La mobilisation des médecins libéraux, en grève depuis plusieurs jours, va crescendo. Après une manifestation prévue samedi 10 janvier dans Paris, le mouvement s’accentuera en début de semaine avec de nombreuses fermetures de blocs opératoires de cliniques privées lundi, mardi et mercredi.
L’ensemble de l’intersyndicale à même rejeté la proposition de rendez-vous en marge de cette manifestation que leur a faite la ministre de la santé, « qui ne nous semble pas de nature à modifier le cours des lois votées ou des projets de loi en attente de vote », selon une lettre commune des syndicats adressée à Stéphanie Rist, et diffusée vendredi soir. « Votre ministère sait depuis longtemps les points bloquants dont vous n’avez pas pu ou su ou voulu empêcher le vote », ont-ils ajouté.
Les syndicats vont continuer « leurs travaux en vue de convaincre les parlementaires, les ministres et surtout les patients de la mauvaise direction impulsée au système de soins, et des moyens de la redresser ».

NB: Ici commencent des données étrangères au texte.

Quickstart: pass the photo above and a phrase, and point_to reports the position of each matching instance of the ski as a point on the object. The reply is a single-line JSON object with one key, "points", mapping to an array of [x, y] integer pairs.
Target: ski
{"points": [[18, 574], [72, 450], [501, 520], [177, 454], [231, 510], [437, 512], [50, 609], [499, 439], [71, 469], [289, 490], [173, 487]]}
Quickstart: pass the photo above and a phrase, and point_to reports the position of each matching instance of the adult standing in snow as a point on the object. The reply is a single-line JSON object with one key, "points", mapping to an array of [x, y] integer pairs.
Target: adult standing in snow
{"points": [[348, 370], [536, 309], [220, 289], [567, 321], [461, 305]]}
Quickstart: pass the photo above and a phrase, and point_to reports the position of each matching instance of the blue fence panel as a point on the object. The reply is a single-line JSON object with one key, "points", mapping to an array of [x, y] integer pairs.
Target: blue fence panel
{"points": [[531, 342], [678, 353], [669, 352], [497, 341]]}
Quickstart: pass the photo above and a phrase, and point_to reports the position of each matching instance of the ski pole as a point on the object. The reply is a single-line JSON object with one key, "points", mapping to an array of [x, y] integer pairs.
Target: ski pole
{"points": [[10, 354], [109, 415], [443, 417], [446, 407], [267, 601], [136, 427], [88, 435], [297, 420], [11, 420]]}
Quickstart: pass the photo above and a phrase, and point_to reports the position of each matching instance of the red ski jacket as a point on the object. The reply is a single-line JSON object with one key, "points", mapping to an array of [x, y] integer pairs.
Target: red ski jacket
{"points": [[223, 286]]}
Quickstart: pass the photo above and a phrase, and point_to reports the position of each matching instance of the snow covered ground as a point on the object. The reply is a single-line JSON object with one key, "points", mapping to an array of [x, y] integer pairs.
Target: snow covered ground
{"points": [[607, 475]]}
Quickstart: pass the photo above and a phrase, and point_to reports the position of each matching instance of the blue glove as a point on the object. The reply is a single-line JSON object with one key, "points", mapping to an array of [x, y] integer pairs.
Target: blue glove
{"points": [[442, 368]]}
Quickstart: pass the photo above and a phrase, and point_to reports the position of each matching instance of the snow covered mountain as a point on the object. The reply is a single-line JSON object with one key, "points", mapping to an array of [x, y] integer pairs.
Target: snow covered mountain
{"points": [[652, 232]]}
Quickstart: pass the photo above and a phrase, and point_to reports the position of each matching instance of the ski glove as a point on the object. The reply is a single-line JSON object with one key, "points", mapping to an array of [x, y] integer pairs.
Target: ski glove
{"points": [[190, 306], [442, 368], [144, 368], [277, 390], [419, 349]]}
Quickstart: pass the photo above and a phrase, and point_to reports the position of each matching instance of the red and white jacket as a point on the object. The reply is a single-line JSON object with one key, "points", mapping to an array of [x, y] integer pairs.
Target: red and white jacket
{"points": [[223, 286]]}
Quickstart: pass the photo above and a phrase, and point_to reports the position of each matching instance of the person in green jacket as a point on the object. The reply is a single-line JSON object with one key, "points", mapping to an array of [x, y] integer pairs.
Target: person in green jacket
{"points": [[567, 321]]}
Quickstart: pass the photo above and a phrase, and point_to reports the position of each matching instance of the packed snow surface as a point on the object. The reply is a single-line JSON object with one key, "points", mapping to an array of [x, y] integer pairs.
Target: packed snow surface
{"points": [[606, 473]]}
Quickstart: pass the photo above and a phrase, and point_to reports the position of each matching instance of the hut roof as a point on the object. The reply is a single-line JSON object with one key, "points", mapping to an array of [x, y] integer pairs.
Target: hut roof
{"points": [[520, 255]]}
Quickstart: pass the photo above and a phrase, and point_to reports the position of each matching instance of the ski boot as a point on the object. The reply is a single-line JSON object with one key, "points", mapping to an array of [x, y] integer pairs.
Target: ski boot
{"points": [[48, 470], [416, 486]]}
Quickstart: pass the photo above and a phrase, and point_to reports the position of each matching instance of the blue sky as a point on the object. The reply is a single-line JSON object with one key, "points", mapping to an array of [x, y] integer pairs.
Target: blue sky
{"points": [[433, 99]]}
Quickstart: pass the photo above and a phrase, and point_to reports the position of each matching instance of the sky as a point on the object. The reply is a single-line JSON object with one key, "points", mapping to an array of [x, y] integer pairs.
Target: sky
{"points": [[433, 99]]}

L’ensemble des syndicats représentatifs de médecins libéraux a appelé à la grève du 5 au 15 janvier. Jérôme Marty, président de l’Union française pour une médecine libre (UFML), l’une de ces six organisations, souhaite qu’un rendez-vous soit organisé prochainement avec le premier ministre Sébastien Lecornu. « Au regard de la mobilisation historique de l’ensemble » des organisations de médecins libéraux, « la moindre des choses serait que le premier ministre parle » avec les représentants des médecins, a-t-il dit à l’Agence France-Presse (AFP).
Les médecins dénoncent de multiples « politiques qui les piétinent », dont un budget de la Sécurité sociale 2026 jugé insuffisant, une limitation des prescriptions d’arrêt de travail ou des mesures permettant de contourner les négociations conventionnelles entre la profession et l’Assurance maladie.
La ministre de la santé a dit, vendredi, sa volonté de « recréer de la confiance » avec les médecins libéraux mais sans s’avancer sur les éléments ouverts à négociation. Dans son courrier d’invitation à l’intersyndicale, transmis à l’Agence France-Presse (AFP), la ministre promettait simplement d’ouvrir « des travaux pour reprendre et renforcer les discussions conventionnelles ».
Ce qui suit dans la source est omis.